We do shower every day because we come home from work at the orphanages under several layers of dust and dirt and sweat and porridge, but at my homestay we don’t have hot water, so I don’t like to spend more time in there than I have to and only wash my hair about once a week. I don a thick headband or a baseball cap the rest of the time, braiding my hair or tying it in tight knots on top of my head to hide the slickness. We like to joke that all the dust soaks up the grease in our hair. (Probably a myth, but you can talk yourself into anything.) A few weeks ago my roommates and I went to a nearby bar for a drink before dinner and I’d just washed my hair. One girl did a double-take when she saw me.

“Amanda, your hair looks different. Did you dye it or something?”

“Uh, no?” I said, confused. “I did just wash it.”

She looked puzzled. “It’s a different color,” she said.

My freshman year of college, I quit biting my fingernails cold turkey. But in Tanzania I started again, to keep them short enough so dirt doesn’t cake underneath them. I don’t wear make-up because I’d just sweat it off during my hour-and-a-half commute to work every day, and because the anti-malaria medicine I take every morning incidentally also clears up your skin, the happiest side effect I’ve ever heard of. I don’t pluck my eyebrows because the lights in the house aren’t bright enough to really see very well, and the electricity goes out a lot. I didn’t even bother bringing a blow dryer or hair straightener. I only packed clothes I didn’t want to bring home, planning on trading everything or leaving items with kids who needed them, so my wardrobe consists of my absolute least flattering items. We hand-wash all our own laundry as well, so nothing (at least nothing I wash) ever really gets what Westerners might consider clean. There’s no point, anyway – with all the dust outside, anything hanging on the line dries with a nice thick layer of dirt on top.

It’s funny to see Facebook pictures of my roommates in their home environments. I almost don’t recognize them under their careful make-up and clean, well-fitting clothes and shiny hair. Interestingly, the way we volunteers never see each other here is how many Tanzanian women look every day. They work hard to look good – just as we do at home. Their hair is shiny and intricately styled in braids or twists. They dress in colorful wraps called kangas that show off their full hips. They wear pounds of make-up, and shave off their eyebrows to paint on new ones with purple, red or black pencil. During one daladala ride in Zanzibar I saw a baby girl not more than a few months old wearing more eye make-up than I have cumulatively applied in the past two months.

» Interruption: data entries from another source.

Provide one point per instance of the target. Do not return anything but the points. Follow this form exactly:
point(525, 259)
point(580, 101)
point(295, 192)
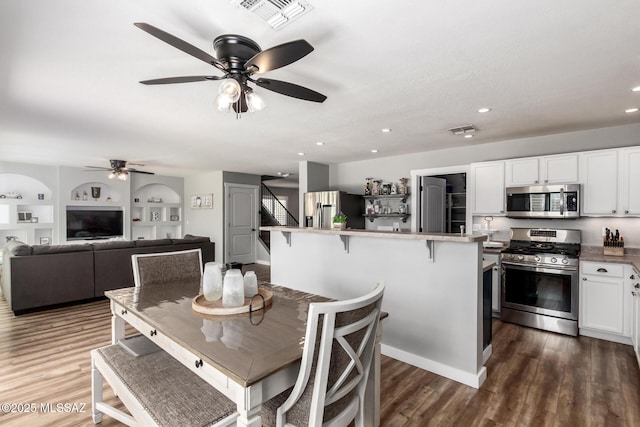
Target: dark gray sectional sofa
point(42, 275)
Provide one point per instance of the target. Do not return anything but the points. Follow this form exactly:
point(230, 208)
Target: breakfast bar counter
point(433, 288)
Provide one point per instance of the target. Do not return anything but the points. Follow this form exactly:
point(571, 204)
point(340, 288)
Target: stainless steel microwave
point(544, 201)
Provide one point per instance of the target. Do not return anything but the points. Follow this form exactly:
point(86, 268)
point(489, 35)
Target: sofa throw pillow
point(195, 239)
point(152, 242)
point(60, 249)
point(16, 247)
point(114, 244)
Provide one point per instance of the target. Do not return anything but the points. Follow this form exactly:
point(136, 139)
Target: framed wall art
point(202, 201)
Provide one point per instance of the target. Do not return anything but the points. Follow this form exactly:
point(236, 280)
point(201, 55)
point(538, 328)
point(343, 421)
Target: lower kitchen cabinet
point(496, 275)
point(605, 301)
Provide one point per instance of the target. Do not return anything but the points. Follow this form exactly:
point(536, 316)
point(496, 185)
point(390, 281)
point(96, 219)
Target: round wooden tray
point(201, 305)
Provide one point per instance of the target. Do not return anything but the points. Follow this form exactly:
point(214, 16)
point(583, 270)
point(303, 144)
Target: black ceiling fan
point(239, 58)
point(119, 169)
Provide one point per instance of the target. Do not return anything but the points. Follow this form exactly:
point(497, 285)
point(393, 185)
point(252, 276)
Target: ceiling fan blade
point(184, 79)
point(278, 56)
point(290, 89)
point(180, 44)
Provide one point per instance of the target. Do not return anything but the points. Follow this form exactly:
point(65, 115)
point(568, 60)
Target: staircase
point(273, 213)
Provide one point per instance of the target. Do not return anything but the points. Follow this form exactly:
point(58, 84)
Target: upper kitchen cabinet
point(560, 169)
point(487, 188)
point(629, 175)
point(599, 178)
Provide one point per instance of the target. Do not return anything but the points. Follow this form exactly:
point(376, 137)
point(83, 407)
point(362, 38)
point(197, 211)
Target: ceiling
point(69, 72)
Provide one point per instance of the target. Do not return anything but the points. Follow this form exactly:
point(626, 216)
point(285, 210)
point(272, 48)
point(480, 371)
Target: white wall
point(206, 222)
point(350, 176)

“In town women want to be like the white people because they want to marry white people,” a twenty-something man once informed me on the street. But if my fellow volunteers and I are any indication, white people look, quite frankly, like crap when we’re in Tanzania. I’ve often wondered if our lack of effort toward our appearances here could be construed as disrespectful. I don’t care if I look good because I’m not trying to impress anyone here. Why not? Why don’t I care what the locals think of my appearance? I care at home. Do I see myself as being above Tanzanians’ opinions of me? While it wouldn’t initially seem like dirty hair and a lack of make-up should be a big deal, I think it’s actually significant in the larger picture. It’s cultural elitism, once more rearing its greasy-haired head.